James said EKI uses the revenue from the river run series to go back into other programs.
“Recently we helped take kids of color from Hazard, Kentucky to do a cultural exchange,” he said.
EKI took the children to a climbing gym in Louisville, he said.
“That’s one of our bigger big missions that we’re trying to push now is diversity and how can we get people of color in the outdoors, because the barriers exist,” James said.
There’s a history of systemic disenfranchisement that kept black Americans from using national park systems, James said.
James said as a black man spearheading an outdoor recreation organization in the South he hopes to pave a path to make outdoor recreation more inclusive and diverse, especially for people in marginalized groups including race, sexual orientation, gender identity and even body size.
“We’re just trying to think about ways that we can be inclusive,” he said.
James said there’s a misconception that people need specific gear and a certain amount of money to do some adventure activities, but that isn’t the case. Outdoor recreation companies often market to an affluent white individual, but James said with EKI’s events, he’s making sure to personally reach out and market in spaces that are run and used by people of color.
“People think that minority kids like black people especially that it’s just sports camps,” he said. “And it’s like no, there are people interested (the outdoors).”
James said the race is also a way to get people thinking about the waterways and its ecosystem.
“We want them to have that relationship with the Kentucky River and help protect it for years to come,” he said.
Participating in the river run is also a way to do something different, and it helps build confidence, James said.
James said EKI also purposely sought sponsors that aligned with its mission. Sponsors include Breaks Interstate Park, Kentucky Waterways Alliance, Kentucky Horseshoeing School, Maiden Alley Cinema, River River Rockhouse, Canopy Crew and more.
He said the river run series would feature paddlesports races and floats.
“They’re also floats as well because…racers will come from out of state, but we are looking for the local people that want to come and float,” James said.
The Bluegrass River Run is meant to encourage local citizens and visitors to take in the majesty of the Commonwealth’s namesake waterway, the Kentucky River, James said.
Paddlers embark from Fort Boonesborough State Park, home to the site of historic Fort Boonesborough through the impressive limestone geology of the Palisades section of the Kentucky River in the ambiance of early spring, James said.
“This race is special because it’s the kickoff party and it’s on a special section of the river,” James said.
The six-mile race and float end in the Clays Ferry region in Fayette County and the 19-mile race ends near the historic Valley View Ferry which has been in operation since 1780. Post-event, paddlers rally at Proud Mary’s BBQ for the awards ceremony and festival.

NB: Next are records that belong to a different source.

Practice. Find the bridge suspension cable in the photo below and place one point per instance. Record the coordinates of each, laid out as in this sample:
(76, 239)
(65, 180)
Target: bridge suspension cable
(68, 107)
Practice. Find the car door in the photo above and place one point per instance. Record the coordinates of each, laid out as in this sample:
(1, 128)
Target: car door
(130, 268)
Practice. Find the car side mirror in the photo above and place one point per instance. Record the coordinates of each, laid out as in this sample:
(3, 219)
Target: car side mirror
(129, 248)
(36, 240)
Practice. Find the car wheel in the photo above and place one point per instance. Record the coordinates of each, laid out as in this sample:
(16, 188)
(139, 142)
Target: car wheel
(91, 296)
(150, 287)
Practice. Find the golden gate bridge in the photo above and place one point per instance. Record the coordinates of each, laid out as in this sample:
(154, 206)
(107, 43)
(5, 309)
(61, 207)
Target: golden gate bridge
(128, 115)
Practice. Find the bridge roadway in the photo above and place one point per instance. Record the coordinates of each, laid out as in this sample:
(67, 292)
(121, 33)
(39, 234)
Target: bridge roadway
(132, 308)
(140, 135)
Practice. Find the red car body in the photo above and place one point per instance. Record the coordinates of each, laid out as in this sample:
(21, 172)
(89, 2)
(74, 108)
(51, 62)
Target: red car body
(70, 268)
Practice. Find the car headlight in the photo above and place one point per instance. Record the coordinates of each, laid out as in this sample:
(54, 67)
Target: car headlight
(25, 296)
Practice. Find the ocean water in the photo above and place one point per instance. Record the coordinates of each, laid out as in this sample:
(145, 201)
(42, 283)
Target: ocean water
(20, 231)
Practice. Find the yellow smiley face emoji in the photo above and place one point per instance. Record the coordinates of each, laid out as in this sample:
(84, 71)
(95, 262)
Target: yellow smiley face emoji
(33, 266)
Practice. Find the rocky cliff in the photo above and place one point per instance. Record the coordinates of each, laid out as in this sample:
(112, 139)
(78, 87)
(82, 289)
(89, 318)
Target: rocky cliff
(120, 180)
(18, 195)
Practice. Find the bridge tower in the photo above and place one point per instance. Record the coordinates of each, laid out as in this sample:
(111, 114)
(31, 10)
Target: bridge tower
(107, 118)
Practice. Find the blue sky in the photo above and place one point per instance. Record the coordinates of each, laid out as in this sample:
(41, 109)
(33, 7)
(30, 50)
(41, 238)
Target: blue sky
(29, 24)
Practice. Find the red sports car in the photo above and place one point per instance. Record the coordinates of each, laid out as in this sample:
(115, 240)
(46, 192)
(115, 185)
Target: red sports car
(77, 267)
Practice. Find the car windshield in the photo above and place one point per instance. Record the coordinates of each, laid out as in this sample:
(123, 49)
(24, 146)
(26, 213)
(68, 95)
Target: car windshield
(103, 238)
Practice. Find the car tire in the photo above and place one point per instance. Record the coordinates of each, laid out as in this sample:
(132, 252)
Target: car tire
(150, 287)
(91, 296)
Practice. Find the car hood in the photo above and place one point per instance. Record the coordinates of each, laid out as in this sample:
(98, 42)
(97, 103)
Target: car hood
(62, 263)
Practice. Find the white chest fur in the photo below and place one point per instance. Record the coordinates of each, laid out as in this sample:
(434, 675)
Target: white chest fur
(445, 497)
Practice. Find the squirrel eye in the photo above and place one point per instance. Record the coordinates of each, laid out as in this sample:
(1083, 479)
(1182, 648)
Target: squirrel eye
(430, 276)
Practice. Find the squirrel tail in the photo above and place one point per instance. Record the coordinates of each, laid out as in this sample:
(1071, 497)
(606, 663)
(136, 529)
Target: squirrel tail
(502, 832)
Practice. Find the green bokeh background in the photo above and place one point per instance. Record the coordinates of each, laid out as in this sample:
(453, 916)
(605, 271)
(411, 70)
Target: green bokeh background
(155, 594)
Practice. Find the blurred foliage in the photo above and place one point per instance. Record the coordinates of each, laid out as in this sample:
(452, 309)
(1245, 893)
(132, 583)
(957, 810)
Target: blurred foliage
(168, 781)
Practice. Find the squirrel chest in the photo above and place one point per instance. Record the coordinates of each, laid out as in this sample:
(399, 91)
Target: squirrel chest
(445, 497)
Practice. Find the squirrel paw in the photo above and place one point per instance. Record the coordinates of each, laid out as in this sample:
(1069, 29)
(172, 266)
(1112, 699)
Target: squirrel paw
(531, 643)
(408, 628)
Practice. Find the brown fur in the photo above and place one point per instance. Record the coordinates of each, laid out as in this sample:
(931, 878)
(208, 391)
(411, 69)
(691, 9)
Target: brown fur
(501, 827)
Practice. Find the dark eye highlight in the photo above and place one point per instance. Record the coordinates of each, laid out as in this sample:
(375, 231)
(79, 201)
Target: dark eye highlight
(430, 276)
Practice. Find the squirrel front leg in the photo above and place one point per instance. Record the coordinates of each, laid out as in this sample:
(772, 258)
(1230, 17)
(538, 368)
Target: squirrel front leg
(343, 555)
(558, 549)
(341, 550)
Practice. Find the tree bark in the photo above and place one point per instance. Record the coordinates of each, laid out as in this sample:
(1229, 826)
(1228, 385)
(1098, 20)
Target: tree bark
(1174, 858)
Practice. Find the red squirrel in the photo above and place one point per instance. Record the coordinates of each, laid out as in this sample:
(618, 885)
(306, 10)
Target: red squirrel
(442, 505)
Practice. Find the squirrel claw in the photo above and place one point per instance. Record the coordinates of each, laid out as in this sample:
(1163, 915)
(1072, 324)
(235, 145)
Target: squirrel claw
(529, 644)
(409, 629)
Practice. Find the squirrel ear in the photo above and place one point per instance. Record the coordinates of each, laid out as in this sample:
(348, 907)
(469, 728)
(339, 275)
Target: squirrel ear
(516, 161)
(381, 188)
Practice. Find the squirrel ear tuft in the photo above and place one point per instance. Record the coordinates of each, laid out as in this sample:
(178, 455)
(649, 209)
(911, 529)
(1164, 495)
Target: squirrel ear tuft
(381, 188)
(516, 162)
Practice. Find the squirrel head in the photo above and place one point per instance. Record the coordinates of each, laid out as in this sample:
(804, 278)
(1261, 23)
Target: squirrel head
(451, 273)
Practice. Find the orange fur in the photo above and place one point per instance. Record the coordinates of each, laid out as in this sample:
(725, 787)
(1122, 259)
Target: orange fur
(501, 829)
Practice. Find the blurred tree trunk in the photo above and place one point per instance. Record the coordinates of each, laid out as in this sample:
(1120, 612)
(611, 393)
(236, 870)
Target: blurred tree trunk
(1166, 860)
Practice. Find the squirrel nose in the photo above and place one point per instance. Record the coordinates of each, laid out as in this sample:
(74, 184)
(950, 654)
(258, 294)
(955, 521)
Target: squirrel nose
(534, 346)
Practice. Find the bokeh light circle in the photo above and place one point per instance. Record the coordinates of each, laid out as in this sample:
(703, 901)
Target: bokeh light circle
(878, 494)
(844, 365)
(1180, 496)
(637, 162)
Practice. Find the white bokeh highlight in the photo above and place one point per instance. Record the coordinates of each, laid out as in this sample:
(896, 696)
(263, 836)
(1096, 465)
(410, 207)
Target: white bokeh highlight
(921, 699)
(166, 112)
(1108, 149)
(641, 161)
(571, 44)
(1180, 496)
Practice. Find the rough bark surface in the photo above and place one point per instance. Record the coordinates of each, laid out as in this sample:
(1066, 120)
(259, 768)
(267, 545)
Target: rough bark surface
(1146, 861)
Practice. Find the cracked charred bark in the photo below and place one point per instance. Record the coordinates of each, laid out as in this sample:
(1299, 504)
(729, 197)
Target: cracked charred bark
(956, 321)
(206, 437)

The 2018 season features 11 events that take place across all regions of Kentucky including Appalachia, and western, central, and northern Kentucky starting in May and running through October, James said.
Last May, EKI had over 100 paddlers from 10 states attend the Bluegrass River Run and over 550 paddlers from 12 states participating in the series overall last year. James said the Waterman series generated around $30,000 in tourism dollars last year.
Participants will also have access to rental canoes, paddle boards and kayaks. Attendees can also take shuttles to the various access points during the race and festival.
James said people must pre-register before the event.
“We want to be able to make sure that we tell our safety folks that you know this is the number we have and then also just for like the shuttle purposes and stuff like that and if people want to share if they want a meal,” he said.
Pre-registration costs include a meal, a T-shirt, insurance, potential prizes and other swag. Floating prices are $15, and racing costs range from $60-$70.
“This year we have about 102 people registered,” he said. “It’s half and half. Half racers, half floaters.”
EKI is also hosting a pre-race party at Hall on the River at 7 p.m. Friday, May 11.
Parents are required to accompany children, and life jackets are also necessary.
Participants can start dropping their boat at 7 a.m. on Saturday, May 12. EKI’s outdoor recreational festival will begin around noon.